Of course, soaring nitrogen prices in 2021 and 2022 made fertilizer application an expensive task.
Nitrogen prices rose in response to the jump in crop prices and skyrocketing natural gas prices in 2021 and then from the market chaos following Russia’s invasion of Ukraine in early 2022.
Other issues holding yields back are increasing problems with blackleg, rotations that are too tight, weed control that happens too late to get the best bang for the buck and inadequate seeding rates.
Agronomists suggest farmers try rotating varieties to see if a change in the type of blackleg resistance helps or perhaps using varieties that flower before the hottest days of summer.

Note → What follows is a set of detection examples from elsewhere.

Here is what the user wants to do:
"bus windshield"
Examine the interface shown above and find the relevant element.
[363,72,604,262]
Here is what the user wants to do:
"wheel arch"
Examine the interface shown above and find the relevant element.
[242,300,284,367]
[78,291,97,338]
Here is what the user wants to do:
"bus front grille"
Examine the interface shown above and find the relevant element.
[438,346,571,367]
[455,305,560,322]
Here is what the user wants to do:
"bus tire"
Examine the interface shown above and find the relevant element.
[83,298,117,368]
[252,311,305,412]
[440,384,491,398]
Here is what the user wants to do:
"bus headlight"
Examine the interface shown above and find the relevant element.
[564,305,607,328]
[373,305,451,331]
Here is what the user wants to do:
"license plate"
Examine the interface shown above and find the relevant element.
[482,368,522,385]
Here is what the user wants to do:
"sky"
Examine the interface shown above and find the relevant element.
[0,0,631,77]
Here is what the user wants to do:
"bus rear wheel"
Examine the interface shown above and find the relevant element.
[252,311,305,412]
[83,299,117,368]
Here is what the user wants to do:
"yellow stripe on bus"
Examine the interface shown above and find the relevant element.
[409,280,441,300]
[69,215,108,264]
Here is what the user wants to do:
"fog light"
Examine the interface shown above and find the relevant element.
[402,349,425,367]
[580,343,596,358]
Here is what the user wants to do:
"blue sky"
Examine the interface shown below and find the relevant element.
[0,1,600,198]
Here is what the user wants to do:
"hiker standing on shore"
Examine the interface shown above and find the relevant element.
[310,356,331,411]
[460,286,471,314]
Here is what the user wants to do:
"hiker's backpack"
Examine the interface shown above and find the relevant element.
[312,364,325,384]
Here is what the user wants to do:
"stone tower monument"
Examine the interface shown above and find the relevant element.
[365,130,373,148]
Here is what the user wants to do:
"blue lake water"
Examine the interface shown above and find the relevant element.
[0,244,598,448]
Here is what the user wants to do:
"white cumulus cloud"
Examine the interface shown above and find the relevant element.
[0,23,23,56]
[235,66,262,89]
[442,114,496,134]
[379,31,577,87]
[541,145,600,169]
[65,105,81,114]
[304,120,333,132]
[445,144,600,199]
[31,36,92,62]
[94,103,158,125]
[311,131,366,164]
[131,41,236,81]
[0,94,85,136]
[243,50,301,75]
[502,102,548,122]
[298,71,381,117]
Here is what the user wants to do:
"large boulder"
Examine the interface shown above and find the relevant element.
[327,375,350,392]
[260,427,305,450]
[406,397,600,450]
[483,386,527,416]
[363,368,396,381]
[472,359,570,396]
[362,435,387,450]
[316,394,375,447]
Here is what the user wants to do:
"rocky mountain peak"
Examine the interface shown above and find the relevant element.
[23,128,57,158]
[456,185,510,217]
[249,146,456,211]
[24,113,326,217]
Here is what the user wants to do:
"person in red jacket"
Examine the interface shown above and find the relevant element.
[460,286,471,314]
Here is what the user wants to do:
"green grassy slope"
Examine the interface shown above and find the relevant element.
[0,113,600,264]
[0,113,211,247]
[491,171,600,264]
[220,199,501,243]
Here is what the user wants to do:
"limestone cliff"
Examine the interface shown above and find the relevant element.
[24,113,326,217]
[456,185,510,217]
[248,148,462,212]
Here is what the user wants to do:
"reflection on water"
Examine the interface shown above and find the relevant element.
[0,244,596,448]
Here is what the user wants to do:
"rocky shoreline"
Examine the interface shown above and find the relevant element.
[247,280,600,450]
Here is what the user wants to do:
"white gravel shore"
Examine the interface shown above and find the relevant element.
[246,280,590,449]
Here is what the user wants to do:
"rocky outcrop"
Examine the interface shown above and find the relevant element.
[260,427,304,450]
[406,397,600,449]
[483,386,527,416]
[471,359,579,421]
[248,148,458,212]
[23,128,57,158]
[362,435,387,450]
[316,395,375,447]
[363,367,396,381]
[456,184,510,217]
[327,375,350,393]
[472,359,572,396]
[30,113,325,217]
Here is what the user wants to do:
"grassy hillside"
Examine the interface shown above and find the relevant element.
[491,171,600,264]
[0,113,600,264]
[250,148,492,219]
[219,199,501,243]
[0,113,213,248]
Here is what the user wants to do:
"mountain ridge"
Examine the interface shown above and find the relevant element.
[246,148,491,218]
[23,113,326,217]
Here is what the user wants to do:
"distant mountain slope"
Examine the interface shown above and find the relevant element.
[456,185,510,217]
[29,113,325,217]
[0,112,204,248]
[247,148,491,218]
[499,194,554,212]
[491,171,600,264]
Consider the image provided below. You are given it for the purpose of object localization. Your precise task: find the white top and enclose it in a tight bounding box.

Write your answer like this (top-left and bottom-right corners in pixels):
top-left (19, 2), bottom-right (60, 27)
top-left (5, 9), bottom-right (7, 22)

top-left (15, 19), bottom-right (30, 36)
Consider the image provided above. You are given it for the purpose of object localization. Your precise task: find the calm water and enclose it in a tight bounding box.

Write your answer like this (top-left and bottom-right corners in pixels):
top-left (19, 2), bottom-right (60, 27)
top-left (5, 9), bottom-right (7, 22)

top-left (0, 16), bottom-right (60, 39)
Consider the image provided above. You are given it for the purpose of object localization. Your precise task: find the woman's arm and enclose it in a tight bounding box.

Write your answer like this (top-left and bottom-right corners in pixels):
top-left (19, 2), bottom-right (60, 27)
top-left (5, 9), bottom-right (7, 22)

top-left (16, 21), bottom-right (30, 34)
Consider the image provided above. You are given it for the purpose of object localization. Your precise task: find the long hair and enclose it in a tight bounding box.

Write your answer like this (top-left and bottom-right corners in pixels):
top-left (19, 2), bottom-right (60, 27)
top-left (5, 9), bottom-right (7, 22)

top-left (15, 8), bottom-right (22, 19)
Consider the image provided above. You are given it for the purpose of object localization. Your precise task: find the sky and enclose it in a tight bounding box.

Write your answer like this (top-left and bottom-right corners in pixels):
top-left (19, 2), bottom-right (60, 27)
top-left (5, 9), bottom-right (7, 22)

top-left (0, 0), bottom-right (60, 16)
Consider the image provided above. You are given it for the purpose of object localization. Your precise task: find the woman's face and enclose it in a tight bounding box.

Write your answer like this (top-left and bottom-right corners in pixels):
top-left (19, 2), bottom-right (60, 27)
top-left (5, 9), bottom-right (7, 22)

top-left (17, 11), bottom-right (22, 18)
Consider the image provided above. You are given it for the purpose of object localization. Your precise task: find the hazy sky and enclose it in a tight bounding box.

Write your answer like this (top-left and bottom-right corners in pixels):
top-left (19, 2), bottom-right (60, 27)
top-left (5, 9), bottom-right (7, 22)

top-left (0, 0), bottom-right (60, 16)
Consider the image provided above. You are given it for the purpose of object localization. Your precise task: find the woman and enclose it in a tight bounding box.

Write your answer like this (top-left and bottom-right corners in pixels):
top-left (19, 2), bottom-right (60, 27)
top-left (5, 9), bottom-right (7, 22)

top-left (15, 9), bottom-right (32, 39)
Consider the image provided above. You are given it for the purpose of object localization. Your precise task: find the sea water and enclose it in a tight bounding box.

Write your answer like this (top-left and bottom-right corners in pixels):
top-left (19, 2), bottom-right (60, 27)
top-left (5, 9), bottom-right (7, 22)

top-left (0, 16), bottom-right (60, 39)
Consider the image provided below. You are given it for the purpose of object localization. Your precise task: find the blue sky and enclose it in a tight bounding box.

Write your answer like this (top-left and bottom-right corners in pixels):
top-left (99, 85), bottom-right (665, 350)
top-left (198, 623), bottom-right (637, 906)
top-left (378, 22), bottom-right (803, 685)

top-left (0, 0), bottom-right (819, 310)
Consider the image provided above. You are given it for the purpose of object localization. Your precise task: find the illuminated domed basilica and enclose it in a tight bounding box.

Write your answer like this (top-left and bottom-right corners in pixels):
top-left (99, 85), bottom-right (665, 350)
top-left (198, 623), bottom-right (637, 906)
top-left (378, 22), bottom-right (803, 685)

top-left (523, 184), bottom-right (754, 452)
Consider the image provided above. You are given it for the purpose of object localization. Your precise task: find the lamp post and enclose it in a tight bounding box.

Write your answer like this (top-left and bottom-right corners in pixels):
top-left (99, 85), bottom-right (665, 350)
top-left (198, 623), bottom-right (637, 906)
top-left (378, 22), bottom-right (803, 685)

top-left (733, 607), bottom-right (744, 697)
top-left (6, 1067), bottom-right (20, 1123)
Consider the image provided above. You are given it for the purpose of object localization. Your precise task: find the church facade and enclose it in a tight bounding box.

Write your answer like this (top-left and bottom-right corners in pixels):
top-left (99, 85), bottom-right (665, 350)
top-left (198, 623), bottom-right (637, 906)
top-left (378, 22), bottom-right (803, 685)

Improving yields is a goal that often provides a more profitable crop.
However, we might also pause to question whether the goal of 26 million tonnes of canola is still the best idea.
If miraculously the 2025 canola crop grew by seven million tonnes to 26 million, I think it would overwhelm the market and crash prices.
The export market is still dominated by China, and it is an unreliable partner.
Its government has severely impeded imports from Canada for political reasons in the past and could do so again this year.
In the domestic market, there have been advances in processes to extract and use canola protein, but demand has not yet exploded higher.
The recent round of announcements of crushing plant expansions was mostly driven by the expectation that demand for canola oil as a feedstock for low-carbon renewable diesel and advanced fuel for aviation would increase.
However, demand for renewable fuel is mostly driven by government regulation, and that can change.
This summer, California, the biggest user of renewable fuel, proposed new rules limiting the amount of canola or soybean oil that can be used in its biofuel. It does not want to incentivize vegetable oil crop production to the point that it leads to plowing up of ecologically sensitive land.